Jovem: O estágio seguinte?

Filósofo: O estágio da vingança. Embora tenha recuado por enquanto, ele vai tramar uma vingança e vai reaparecer com um ato de retaliação em outra situação e de outra forma.

Jovem: Como o quê, por exemplo?

Filósofo: A criança oprimida pelos pais recorrerá à delinquência. Deixará de ir à escola. Cortará os pulsos ou se envolverá em outros atos de autoflagelação. Na etiologia freudiana, isso é considerado simples causa e efeito: os pais a criaram assim, por isso ela cresceu para ser desse jeito. É como observar que uma planta não foi regada e por isso murchou. É uma interpretação fácil de entender. Mas a teleologia adleriana não faz vista grossa para a meta que a criança está ocultando: se vingar dos pais. Se ela se torna delinquente, deixa de ir à escola, corta os pulsos ou algo assim, os pais ficam transtornados. Entram em pânico e começam a morrer de preocupação com ela. Sabendo que isso vai acontecer, a criança começará a apresentar comportamentos problemáticos. Tudo isso para atingir a meta atual (se vingar dos pais), não porque está motivada por causas passadas (ambiente familiar).

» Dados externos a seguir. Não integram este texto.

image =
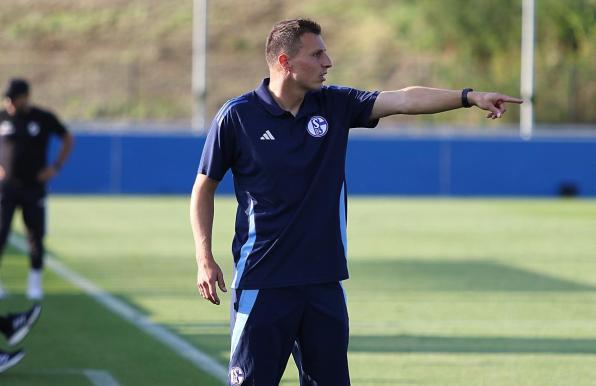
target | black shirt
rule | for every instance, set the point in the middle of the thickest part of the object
(24, 140)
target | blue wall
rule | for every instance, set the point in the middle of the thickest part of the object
(497, 166)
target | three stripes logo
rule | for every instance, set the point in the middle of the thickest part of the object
(267, 136)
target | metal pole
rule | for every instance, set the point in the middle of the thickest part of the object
(199, 65)
(526, 120)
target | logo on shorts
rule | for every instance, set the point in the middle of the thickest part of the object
(33, 128)
(236, 376)
(6, 128)
(317, 126)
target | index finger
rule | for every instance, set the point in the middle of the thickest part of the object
(212, 293)
(507, 98)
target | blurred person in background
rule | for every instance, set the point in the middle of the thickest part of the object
(285, 143)
(15, 328)
(25, 132)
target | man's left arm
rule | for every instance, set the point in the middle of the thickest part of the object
(67, 141)
(426, 100)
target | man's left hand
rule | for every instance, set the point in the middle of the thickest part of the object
(492, 101)
(47, 174)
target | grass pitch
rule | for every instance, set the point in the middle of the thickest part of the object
(442, 292)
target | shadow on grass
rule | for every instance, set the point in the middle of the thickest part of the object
(462, 275)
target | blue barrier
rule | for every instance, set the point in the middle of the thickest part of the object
(496, 166)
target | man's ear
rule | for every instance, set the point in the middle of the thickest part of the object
(283, 61)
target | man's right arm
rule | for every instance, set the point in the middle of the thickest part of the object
(201, 220)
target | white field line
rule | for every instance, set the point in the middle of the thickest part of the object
(100, 377)
(197, 357)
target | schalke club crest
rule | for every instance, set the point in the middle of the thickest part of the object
(317, 126)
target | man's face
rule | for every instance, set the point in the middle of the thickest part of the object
(17, 105)
(309, 66)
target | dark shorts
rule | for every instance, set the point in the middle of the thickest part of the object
(31, 200)
(269, 324)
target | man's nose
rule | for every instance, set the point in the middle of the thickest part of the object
(327, 61)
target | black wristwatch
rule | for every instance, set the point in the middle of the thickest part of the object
(464, 97)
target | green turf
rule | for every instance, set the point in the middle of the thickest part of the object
(443, 292)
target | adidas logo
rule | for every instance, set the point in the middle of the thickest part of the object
(267, 136)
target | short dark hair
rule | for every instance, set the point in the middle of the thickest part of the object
(285, 37)
(16, 87)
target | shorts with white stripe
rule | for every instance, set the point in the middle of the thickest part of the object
(268, 324)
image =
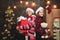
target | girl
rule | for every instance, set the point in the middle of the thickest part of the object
(38, 21)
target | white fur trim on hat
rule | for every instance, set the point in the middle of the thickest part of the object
(21, 18)
(30, 9)
(39, 9)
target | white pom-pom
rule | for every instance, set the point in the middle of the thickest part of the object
(44, 25)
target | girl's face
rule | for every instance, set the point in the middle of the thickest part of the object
(41, 13)
(29, 13)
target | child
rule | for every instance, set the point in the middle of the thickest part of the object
(38, 21)
(40, 26)
(31, 19)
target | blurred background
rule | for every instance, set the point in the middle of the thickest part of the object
(11, 9)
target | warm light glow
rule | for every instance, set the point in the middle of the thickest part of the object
(21, 1)
(33, 4)
(14, 7)
(26, 3)
(47, 6)
(48, 2)
(54, 6)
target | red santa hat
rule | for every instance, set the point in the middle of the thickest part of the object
(39, 9)
(29, 9)
(21, 18)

Jovem: Ela apresenta comportamentos problemáticos para contrariar os pais?

Filósofo: Isso mesmo. Muitas pessoas devem ficar perplexas ao ver um filho cortar os pulsos e pensam: Por que ele faria uma coisa dessas? Mas imagine como as pessoas próximas da criança – os pais, por exemplo – se sentirão sabendo que o filho tentou cortar os pulsos. Se você refletir sobre isso, fica clara a meta por trás do comportamento.

Jovem: A meta é a vingança?

Filósofo: Exato. E, quando o relacionamento atinge o estágio da vingança, fica quase impossível para ambas as partes encontrar uma solução. Para evitar que isso aconteça, nunca se deve responder a uma luta pelo poder.